QAnon takipçilerinin temel tezi şöyle: Donald Trump, devletin içindeki ‘şeytani, podofil ve insan kaçakçılarından’ oluşan elit bir gruba karşı savaş veriyor. Bu elit grubun sonunu sadece Trump gibi bir siyasetçi getirebilir.

QAnon’cular, bu teoriyi temellendirmek için ortaya hiçbir somut kanıt koyamamalarına rağmen etkilerini artırmayı başardılar ve hayli taraftar kazandılar. Bu ivmeyi siyasi başarıya bile tahvil ettiler. Hareketin ilk seçim zaferi Georgia eyaletinde geldi. QAnon’un Yahudilik ve İslam karşıtı görüşleriyle bilinen ırkçı önderlerinden Marjorie Taylor Greene, ABD Kongresi’ne girmeye hak kazandı.

SEÇİMLERDEN SONRA GÖRÜNÜRLÜĞÜ ARTTI

Tam olarak sayıları bilinmese de komplocuların ülke içinde yüzbinlerce yandaş bulduğu düşünülüyor. Bu oluşumun, başkanlık seçiminden sonraki süreçte Trump’ın ‘kemik kitlesi’ haline geldiği de yapılan değerlendirmeler arasında.

Koronavirüs sürecinde evlere kapanan QAnon fanatikleri, temelsiz iddialarıyla birlikte faaliyetlerini de yoğunlaştırdı. Trump’ın seçim sonuçlarını reddettiği süreçte, ‘sahte seçmen’ iddiaları hakkındaki sözde argümanlarının çoğu, QAnon hareketi kaynaklıydı. Hem Trump hem de oğlu Eric Trump, bu grubun içeriklerini retweet etti. Barack Obama da Trump'ı ve Cumhuriyetçileri komploculara alan açmakla eleştirdi.

abd-deki-kongre-baskininda-da-on-saftaydilar-qanon-hareketi-nedir-neyi-amaclamaktadir-826126-1.

QAnon’cular sıklıkla sosyal medyada ‘troll’ faaliyetlerinde de bulunuyor. Siyasetçi, gazeteci veya farklı meslek gruplarından ünlü simalara organize bir şekilde yükleniyorlar. Yazdıkları mesajlarda bu kişilerin pedofil olduklarını ileri sürerek, onlara ‘devlet ve millet düşmanı’ yaftası vuruyorlar.

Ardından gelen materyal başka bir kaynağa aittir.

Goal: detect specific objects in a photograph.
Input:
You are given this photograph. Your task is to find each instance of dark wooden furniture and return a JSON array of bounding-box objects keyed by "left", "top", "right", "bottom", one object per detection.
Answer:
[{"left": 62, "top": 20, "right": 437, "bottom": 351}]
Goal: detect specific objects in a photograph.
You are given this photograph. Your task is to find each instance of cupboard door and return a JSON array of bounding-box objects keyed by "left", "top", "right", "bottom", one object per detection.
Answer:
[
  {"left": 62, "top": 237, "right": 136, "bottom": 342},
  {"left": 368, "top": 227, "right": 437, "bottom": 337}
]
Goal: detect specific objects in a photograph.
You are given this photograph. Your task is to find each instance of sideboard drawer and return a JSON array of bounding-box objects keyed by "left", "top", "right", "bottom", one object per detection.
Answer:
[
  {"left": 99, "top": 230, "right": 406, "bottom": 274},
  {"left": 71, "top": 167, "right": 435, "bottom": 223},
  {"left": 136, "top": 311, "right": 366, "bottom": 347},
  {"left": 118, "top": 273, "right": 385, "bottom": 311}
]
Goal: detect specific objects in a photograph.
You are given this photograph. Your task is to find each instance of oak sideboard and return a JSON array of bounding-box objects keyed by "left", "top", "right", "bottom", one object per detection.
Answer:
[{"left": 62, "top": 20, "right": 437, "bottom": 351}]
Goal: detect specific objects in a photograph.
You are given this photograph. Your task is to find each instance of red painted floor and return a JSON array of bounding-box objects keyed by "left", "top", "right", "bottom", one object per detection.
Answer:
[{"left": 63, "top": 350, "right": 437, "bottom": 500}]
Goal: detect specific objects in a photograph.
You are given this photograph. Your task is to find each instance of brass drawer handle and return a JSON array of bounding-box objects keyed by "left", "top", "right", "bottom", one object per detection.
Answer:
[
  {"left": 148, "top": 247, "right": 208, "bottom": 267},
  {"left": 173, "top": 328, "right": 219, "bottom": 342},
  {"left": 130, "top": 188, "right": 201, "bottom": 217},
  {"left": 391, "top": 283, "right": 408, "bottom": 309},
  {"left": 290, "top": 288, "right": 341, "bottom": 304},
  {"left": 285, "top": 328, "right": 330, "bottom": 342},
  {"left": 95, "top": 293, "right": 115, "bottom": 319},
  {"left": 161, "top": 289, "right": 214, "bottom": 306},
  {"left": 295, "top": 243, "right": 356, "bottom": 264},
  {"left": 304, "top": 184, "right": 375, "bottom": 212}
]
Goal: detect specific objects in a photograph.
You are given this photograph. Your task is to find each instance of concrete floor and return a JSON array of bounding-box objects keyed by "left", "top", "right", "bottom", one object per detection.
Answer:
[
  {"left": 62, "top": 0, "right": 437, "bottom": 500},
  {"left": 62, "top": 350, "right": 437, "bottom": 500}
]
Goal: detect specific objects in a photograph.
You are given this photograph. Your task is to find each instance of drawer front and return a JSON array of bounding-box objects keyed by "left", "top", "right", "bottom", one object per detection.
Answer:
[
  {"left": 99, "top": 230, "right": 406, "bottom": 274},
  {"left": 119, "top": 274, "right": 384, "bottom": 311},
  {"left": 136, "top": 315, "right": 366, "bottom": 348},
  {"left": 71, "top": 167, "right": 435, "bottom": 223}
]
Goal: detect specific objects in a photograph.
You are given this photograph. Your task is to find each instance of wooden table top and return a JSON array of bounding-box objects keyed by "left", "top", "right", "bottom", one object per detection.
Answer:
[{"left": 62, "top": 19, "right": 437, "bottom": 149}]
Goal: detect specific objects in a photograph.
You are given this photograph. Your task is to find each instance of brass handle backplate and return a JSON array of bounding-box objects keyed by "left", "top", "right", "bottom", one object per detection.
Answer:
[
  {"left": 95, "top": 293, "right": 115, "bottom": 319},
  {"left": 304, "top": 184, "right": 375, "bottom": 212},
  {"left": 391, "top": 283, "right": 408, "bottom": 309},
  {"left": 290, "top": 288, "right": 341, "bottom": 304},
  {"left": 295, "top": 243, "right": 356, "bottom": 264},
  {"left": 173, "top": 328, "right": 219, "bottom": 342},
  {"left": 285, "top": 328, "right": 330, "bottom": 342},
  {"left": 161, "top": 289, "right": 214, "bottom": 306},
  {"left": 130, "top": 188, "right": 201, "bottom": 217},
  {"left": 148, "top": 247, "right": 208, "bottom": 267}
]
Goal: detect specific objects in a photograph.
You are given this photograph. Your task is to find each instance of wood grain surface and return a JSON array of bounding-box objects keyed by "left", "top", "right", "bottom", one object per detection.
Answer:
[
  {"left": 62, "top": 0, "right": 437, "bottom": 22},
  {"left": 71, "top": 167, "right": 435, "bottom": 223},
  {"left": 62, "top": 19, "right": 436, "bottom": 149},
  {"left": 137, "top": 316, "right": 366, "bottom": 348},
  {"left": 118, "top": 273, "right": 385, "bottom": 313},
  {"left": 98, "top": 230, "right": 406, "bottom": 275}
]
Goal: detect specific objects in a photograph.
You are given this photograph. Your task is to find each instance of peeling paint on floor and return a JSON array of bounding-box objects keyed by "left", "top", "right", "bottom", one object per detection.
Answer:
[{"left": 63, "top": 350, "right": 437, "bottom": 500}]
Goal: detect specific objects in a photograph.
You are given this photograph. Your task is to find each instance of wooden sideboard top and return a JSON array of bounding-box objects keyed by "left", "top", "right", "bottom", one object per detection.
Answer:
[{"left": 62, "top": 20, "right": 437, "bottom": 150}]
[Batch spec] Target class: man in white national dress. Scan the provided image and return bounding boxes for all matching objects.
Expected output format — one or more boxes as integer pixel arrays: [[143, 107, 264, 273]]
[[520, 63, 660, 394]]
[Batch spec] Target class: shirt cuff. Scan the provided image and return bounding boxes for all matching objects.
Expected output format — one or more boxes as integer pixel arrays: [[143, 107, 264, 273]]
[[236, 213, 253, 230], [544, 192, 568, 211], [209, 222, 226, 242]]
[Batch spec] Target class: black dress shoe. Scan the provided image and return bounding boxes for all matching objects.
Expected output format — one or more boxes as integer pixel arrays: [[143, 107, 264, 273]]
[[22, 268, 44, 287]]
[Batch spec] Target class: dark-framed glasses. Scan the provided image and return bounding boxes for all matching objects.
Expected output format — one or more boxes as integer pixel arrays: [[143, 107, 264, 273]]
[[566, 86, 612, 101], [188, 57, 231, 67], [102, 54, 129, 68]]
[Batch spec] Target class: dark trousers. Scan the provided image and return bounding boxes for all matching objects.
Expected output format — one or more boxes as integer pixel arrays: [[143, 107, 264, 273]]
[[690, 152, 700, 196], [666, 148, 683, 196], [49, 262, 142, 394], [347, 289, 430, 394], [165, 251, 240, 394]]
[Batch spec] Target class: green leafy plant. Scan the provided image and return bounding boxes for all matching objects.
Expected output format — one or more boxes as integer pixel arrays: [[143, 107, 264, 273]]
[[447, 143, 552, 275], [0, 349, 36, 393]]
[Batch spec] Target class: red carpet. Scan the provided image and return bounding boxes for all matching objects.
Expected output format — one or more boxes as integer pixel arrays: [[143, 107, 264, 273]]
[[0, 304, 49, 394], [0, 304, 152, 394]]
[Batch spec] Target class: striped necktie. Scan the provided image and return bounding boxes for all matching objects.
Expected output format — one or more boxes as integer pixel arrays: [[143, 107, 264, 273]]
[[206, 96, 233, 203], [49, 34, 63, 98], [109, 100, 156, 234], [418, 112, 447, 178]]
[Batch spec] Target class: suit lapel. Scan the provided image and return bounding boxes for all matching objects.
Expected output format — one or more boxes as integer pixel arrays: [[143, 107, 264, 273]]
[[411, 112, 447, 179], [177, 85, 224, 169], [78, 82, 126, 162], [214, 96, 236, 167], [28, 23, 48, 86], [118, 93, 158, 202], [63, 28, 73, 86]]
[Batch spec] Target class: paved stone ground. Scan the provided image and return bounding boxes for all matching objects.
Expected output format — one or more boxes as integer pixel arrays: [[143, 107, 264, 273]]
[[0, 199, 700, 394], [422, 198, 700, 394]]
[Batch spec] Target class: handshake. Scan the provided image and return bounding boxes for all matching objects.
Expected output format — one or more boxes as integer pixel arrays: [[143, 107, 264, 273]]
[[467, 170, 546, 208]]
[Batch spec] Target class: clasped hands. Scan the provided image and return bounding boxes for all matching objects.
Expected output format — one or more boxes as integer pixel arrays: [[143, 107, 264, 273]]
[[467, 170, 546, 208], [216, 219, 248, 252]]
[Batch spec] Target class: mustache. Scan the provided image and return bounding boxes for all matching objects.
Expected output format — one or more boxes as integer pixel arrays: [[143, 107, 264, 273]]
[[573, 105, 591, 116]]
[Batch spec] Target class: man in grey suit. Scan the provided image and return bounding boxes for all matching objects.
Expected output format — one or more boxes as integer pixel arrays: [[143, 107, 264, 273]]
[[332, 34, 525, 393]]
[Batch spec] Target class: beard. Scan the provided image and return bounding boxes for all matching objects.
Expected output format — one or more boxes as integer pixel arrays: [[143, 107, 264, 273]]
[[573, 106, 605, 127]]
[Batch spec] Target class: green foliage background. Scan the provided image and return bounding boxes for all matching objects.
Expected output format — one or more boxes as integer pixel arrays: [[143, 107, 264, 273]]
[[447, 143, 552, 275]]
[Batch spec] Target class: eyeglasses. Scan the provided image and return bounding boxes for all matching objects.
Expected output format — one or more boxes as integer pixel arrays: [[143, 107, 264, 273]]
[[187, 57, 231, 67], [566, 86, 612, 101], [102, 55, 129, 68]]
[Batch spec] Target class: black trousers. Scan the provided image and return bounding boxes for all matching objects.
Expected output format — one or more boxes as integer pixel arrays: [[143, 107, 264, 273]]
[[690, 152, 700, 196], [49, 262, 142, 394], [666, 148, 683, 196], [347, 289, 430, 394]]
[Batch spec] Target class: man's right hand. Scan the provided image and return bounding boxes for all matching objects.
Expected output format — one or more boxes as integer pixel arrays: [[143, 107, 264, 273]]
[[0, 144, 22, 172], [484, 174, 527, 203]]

Komplocu fanatiklerin topluma verdiği zarar bununla sınırlı değil. 2018'de eşiğinden dönülen facia, bunun en önemli kanıtlarından biri. Matthew Wright isimli bir QAnon fanatiği, ağır silahlarla Arizona-Nevada sınırındaki Hoover Barajı'nın üzerindeki bir köprü yolunu kapattı. Amacına ulaşamayan ve yakalanan Wright, ‘terör’ suçlaması ile yargılanarak hapse gönderildi.

FBI RAPORUNA DA GİRDİ

1-2 yıllık süreçte etkinliği iyice artan QAnon, kamuoyunda da daha tartışılır hale geldi. ABD Federal Soruşturma Bürosu (FBI) geçen yıl hazırladığı raporunda, QAnon grubunu ‘potansiyel bir aşırıcı tehdit’ olarak tanımladı.

Twitter ve Facebook’un ardından YouTube da QAnon’un komplocu içeriklerine karşı ‘sert tedbirler’ alacağını, nefret söylemlerine izin vermeyeceğini duyurdu.

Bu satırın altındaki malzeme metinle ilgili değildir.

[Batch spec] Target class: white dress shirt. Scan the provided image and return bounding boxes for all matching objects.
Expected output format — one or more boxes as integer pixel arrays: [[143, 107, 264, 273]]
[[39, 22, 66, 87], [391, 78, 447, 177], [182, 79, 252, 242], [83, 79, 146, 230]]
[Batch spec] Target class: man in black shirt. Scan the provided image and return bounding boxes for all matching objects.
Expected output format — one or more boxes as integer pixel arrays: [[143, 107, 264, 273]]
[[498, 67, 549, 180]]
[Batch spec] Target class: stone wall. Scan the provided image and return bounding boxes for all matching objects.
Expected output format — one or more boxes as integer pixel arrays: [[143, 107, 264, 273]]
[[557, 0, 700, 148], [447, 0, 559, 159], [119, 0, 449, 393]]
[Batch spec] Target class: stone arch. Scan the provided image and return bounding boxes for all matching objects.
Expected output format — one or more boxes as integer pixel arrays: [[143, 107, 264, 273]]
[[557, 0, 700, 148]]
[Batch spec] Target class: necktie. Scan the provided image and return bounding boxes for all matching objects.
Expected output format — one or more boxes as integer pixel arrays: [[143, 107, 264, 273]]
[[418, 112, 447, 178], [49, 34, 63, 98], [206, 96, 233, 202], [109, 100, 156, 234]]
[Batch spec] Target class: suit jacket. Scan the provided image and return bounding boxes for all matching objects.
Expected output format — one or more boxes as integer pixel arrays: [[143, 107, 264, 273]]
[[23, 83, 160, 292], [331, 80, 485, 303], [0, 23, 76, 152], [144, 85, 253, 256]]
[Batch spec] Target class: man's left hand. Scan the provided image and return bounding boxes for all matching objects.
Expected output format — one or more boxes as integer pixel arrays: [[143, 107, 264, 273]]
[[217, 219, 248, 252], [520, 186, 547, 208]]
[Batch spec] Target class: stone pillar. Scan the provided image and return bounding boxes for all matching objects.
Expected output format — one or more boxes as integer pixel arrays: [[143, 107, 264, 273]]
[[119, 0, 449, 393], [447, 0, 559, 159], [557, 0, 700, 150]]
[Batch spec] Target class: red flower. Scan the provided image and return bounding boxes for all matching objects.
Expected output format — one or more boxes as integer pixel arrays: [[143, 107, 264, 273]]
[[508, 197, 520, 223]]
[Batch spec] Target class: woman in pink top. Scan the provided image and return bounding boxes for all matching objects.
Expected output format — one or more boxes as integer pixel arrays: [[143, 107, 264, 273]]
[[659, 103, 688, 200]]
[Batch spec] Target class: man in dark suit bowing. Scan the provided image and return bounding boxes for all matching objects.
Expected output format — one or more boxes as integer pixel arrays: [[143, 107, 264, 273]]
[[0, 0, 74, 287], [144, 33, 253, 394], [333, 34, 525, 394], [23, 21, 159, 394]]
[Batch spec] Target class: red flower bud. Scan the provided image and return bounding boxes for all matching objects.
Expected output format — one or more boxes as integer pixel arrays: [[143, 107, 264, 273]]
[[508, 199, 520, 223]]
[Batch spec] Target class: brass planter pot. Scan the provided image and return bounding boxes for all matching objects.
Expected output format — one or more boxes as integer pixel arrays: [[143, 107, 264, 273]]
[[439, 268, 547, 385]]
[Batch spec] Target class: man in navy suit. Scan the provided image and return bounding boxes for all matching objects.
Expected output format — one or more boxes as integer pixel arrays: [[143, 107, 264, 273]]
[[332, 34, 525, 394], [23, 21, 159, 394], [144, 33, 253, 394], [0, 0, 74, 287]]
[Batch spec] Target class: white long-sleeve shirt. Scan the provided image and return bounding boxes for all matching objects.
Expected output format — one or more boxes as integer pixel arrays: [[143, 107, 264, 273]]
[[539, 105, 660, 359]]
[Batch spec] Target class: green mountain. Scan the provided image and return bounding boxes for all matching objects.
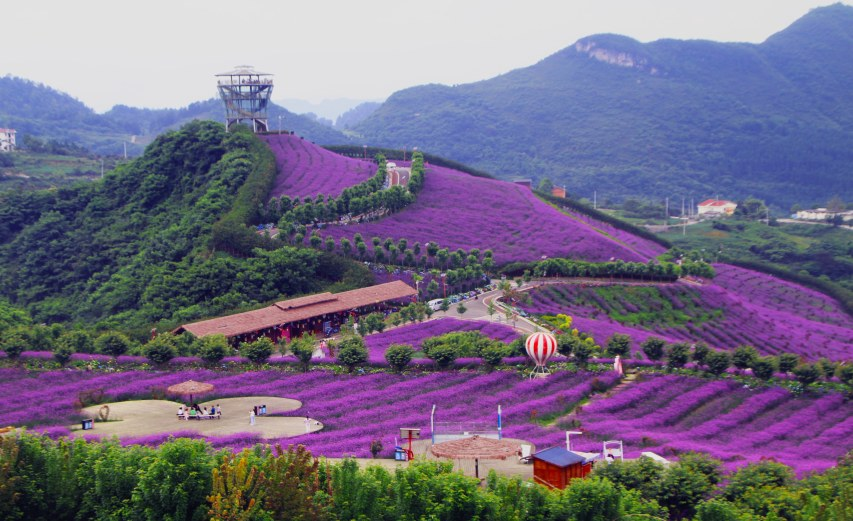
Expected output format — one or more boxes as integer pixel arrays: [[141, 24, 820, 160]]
[[0, 76, 347, 156], [355, 4, 853, 209], [0, 121, 365, 329]]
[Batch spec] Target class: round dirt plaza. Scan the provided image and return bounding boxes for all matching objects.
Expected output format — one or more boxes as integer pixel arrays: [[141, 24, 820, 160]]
[[71, 396, 323, 439]]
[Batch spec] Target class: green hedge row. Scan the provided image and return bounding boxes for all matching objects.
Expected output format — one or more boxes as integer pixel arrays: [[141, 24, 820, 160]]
[[533, 190, 672, 248], [323, 145, 495, 179], [211, 127, 278, 255]]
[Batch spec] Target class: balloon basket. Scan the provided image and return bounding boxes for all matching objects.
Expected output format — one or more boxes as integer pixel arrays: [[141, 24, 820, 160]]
[[530, 365, 551, 379]]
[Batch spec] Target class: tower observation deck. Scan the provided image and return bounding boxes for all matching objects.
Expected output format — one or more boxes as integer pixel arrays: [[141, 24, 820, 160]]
[[216, 65, 272, 132]]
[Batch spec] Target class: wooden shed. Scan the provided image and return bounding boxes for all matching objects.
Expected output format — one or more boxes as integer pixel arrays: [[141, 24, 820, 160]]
[[530, 447, 598, 490]]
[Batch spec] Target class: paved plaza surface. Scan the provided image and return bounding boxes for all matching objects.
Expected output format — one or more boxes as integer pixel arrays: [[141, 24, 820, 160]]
[[71, 396, 323, 439], [71, 396, 533, 479]]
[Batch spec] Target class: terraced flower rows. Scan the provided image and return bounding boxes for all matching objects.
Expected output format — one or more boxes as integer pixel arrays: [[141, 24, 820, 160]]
[[8, 369, 853, 474], [5, 369, 616, 457], [564, 375, 853, 474], [260, 134, 376, 198], [525, 265, 853, 360], [316, 166, 663, 264]]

ABD’de Kongre baskını olayından sonra sular şimdilik durulmuş ve Biden’ın başkanlığı resmiyet kazanmış olsa da komplocu fikirler toplum içindeki etkisini kaybetmiş değil.

Sistemin işleyişinden mağdur olmuş, gündelik hayat koşuşturmasındaki insanların bilinçlerini saçmalık düzeyindeki teorilerle manipüle eden ve sağcı medyadan da destek gören bu akım, önümüzdeki yıllarda da gerek ABD’de gerekse de dünyanın farklı ülkelerinde adından söz ettirecek gibi duruyor.